The new role of public employment services (PES) in the context of the implementation of the European Pillar of Social Rights (own-initiative opinion)

Key points


  • appreciates the contribution of the European Public Employment Services Network to modernising and strengthening public employment services and calls for synergy between its updated strategy going beyond 2020 and the principles of the European Pillar of Social Rights;
  • has identified some areas where a greater effort is needed based on partnership with all stakeholders, the social partners, civil society organisations, companies and private employment services to make a concerted effort to achieve better integration of jobseekers into the labour market;
  • points out that an innovative role for public employment services in implementing national employment and labour market policies and in guaranteeing more effective services for companies has to be properly supported at national level with sufficient capacity, skilled staff, IT and technical equipment relevant to the digitalisation of the society, and financial support;
  • calls for more systematic and structural cooperation between public employment services and other service providers in the social and employment fields to address the multiple range of barriers jobseekers face when trying to enter the labour market.

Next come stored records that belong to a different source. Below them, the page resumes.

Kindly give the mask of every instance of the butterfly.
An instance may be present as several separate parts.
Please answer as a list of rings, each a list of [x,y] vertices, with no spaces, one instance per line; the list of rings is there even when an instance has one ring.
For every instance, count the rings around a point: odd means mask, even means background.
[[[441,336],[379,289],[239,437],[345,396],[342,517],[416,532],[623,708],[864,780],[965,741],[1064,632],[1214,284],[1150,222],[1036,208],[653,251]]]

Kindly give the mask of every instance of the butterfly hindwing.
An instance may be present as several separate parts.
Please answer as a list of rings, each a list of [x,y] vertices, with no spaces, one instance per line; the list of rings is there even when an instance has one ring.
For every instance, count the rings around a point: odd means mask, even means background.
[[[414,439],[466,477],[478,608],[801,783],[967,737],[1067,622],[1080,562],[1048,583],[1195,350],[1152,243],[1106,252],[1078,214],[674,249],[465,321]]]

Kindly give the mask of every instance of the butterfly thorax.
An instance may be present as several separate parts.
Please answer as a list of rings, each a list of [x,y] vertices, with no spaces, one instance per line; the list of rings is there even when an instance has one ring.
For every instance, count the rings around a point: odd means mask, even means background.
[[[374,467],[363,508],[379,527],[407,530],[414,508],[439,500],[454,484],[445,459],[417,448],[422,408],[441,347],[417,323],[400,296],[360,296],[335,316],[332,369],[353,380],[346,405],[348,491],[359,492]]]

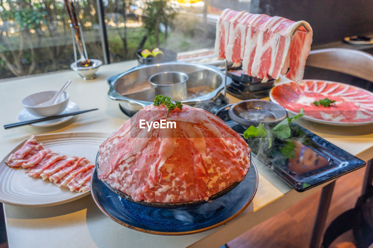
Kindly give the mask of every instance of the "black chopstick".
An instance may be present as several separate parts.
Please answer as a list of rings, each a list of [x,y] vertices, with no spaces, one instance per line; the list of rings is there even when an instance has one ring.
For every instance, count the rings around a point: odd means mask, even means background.
[[[17,127],[23,126],[25,125],[33,124],[34,123],[36,123],[38,122],[41,122],[42,121],[49,121],[51,120],[58,119],[59,118],[61,118],[62,117],[66,117],[66,116],[70,116],[70,115],[78,115],[79,114],[83,114],[83,113],[86,113],[87,112],[89,112],[90,111],[97,110],[98,109],[98,108],[93,108],[91,109],[88,109],[88,110],[82,110],[82,111],[78,111],[76,112],[72,112],[72,113],[64,114],[63,115],[53,115],[53,116],[48,116],[48,117],[45,117],[44,118],[41,118],[40,119],[36,119],[35,120],[30,120],[29,121],[22,121],[21,122],[17,122],[15,123],[12,123],[12,124],[7,124],[6,125],[4,125],[4,128],[6,129],[8,129],[8,128],[11,128],[13,127]]]

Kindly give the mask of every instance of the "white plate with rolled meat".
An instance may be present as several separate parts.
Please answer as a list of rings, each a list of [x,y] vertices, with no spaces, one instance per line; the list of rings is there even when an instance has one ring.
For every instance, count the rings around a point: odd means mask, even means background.
[[[125,123],[100,147],[98,178],[135,201],[207,201],[242,181],[250,148],[236,132],[205,110],[170,111],[153,104]],[[140,120],[174,121],[176,128],[139,128]]]
[[[303,118],[314,122],[339,126],[373,123],[373,93],[350,85],[307,79],[277,85],[269,97],[295,114],[303,108]],[[327,106],[314,103],[326,98],[335,102]]]
[[[46,207],[89,194],[90,162],[108,135],[60,133],[23,141],[0,162],[0,202]]]

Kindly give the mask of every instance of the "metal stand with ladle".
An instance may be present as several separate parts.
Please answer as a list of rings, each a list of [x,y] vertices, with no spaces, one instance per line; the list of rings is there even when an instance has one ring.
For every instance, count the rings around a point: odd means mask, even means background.
[[[76,18],[73,5],[71,0],[65,0],[65,1],[71,21],[70,26],[71,28],[72,44],[74,48],[74,58],[75,59],[75,62],[70,65],[70,68],[72,70],[78,71],[78,74],[84,79],[93,79],[96,78],[98,75],[96,74],[95,73],[102,64],[102,61],[100,60],[90,59],[88,58],[81,26]],[[76,42],[80,55],[80,58],[79,59],[78,59],[75,47]]]

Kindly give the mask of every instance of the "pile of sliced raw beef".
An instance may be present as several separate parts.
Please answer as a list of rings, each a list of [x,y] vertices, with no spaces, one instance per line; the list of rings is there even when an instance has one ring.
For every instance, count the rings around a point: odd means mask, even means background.
[[[304,21],[227,9],[216,23],[216,56],[233,66],[242,62],[244,72],[263,82],[280,74],[300,82],[312,42],[312,29]]]
[[[22,167],[28,175],[48,178],[59,187],[68,187],[71,191],[84,192],[90,189],[90,180],[94,165],[85,158],[67,156],[44,149],[32,136],[19,150],[12,153],[5,163],[12,168]]]

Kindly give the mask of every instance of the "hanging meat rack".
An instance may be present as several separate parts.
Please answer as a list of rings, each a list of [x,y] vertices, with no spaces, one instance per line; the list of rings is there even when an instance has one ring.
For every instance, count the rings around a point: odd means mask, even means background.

Active and regular participation of social partners in public employment services activity is key in order to map local job opportunities and help meet mismatches in the labour market;
  • calls for closer synergies between public employment services and social infrastructure and benefits systems in order to provide more support for unemployed people in their job search and to avoid those seeking employment being penalised when they re-enter the labour market;
  • calls for greater financial support for the Member States and hopes that the European Social Fund Plus will become a genuine EU instrument for investing in people and implementing the European Pillar of Social Rights;
  • considers that greater efforts should be made to monitor, evaluate and benchmark public employment services to assess the effectiveness of these services in assisting jobseekers entering the labour market;
  • calls for a review of the existing arrangements for measuring the outcomes of public employment services working programmes, to ensure that services benefit all categories of people, especially those who have multiple problems.